VENÖZ YETMEZLİK HER YAŞTA KARŞIMIZA ÇIKABİLİR
Venöz yetmezlik bir yaşlılık sorunu değildir ve her yaşta karşılaşılabilir. Kalıtsal tarafı önemli olsa da ailesinde daha önce venöz yetmezlik tanısı konmayan biri de belirti gösterebilir. Daha önce bahsettiğimiz hastalığın oluşumuna zemin hazırlayacak mesleki, yaşamsal veya sağlık nedenlerine sahip olanlarda hastalığın ortaya çıkma olasılığı vardır. Çeşitli araştırmalarda, kadınlarda varis görülme sıklığının %70-80'lerde, erkeklerde ise %30-40'larda olduğu gösterilmiştir.
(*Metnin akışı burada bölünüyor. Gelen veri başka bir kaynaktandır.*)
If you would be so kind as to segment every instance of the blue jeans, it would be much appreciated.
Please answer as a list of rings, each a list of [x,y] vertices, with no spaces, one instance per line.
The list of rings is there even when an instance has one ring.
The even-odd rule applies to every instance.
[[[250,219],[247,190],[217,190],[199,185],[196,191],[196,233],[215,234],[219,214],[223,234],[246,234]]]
VENÖZ YETMEZLİK TEDAVİ EDİLMEZSE PULMONER EMBOLİ RİSKİ BARINDIRIR
Venöz yetmezlik tedavi edilmediğinde, bacak damarlarında pıhtı oluşumuna zemin hazırlayabilir. Böylesine bir pıhtı, ister bacağımızın en iç kısımlarında yer alan ana damarlarda (derin venöz trombüs-DVT), isterse daha yüzeyel damarlarda olsun, bulunduğu yerinden kopacak olursa, ilk ulaşacağı hedef akciğerlerdir. Buna pulmoner emboli (akciğer içinde pıhtı) adı verilir. Pulmoner emboli, çok ciddi bir tablo olup, yaşamsal risk yaratır.
VARİSLERİN DURUMUNA GÖRE FARKLI TEDAVİ YÖNTEMLERİ VAR
Kılcal varislerin tedavisi için 'yüzeyel köpük skleroterapi (VFS)' kullanılırken, 'spagetti görünümlü damarlar' olarak tanımlanabilecek 5mm'den daha kalın çaplı varisler 1mm'lik iz bırakmayan kesiler içinden lokal anestezi altında 'ambulatuvar flebektomi (AP)' yöntemi ile çıkartılmaktadır. Kılcal varislerin yüzeyel tedavisinde lazer uygulamaları, ağrılı olması ve eğer damar çapı geniş ise, yanık izine yol açması yüzünden, yüzeyel köpük skleroterapi'ye, gerekli durumlarda ek olarak uygulanmalı, ilk tercih olarak kullanılmamalıdır.
Genel veya epidural anestezi altında, dikiş gerektiren kesiler içinden, damarın boylu boyunca çıkartılmasını hedefleyen 'stripping' adı verilen ameliyatın yerini EVTA almıştır. Kapakları geriye kaçırıp venöz yetmezliğe yol açan damarın içine yüksek enerji verilmesi veya bir yapıştırıcının enjekte edilmesine 'Endovenöz Trunkal Ablasyon (EVTA)' denmektedir. EVTA yönteminde, uyanık hastada, lokal anestezi altında, ilgili damarın içine 1mm çapındaki bir kateter (ince plastik boru) yardımıyla yüksek enerji verilir veya bir yapıştırıcı enjekte edilir. Yüksek enerji kaynağı olarak radyofrekans veya lazer sıklıkla tercih edilmektedir. Yapıştırıcı enjeksiyonu, yakın dönemde tarif edilmiş ve gelecek vadeden bir yöntemdir. Kısa dönem sonuçları bilinmesine karşın uzun dönem sonuçları bilinmediği ve olgu sayıları henüz düşük olduğu için radyofrekans ve lazer teknolojileri gibi yaygınlık kazanmamıştır. Sonuçta hangi şekille olursa olsun, içeriden kapatılan ve iptal edilen damar, vücut tarafından 8-12 ay içinde vücut tarafından emilip yok edilmekte, yerine yandaş ve sağlıklı venler hemen devreye girmektedir. Kalbe kanı geriye taşıyan 'ana otoban konumundaki derin venler'e dokunulmadığı için iptal edilen venin yokluğundan kaynaklanan herhangi bir sorun yaşanmamaktadır.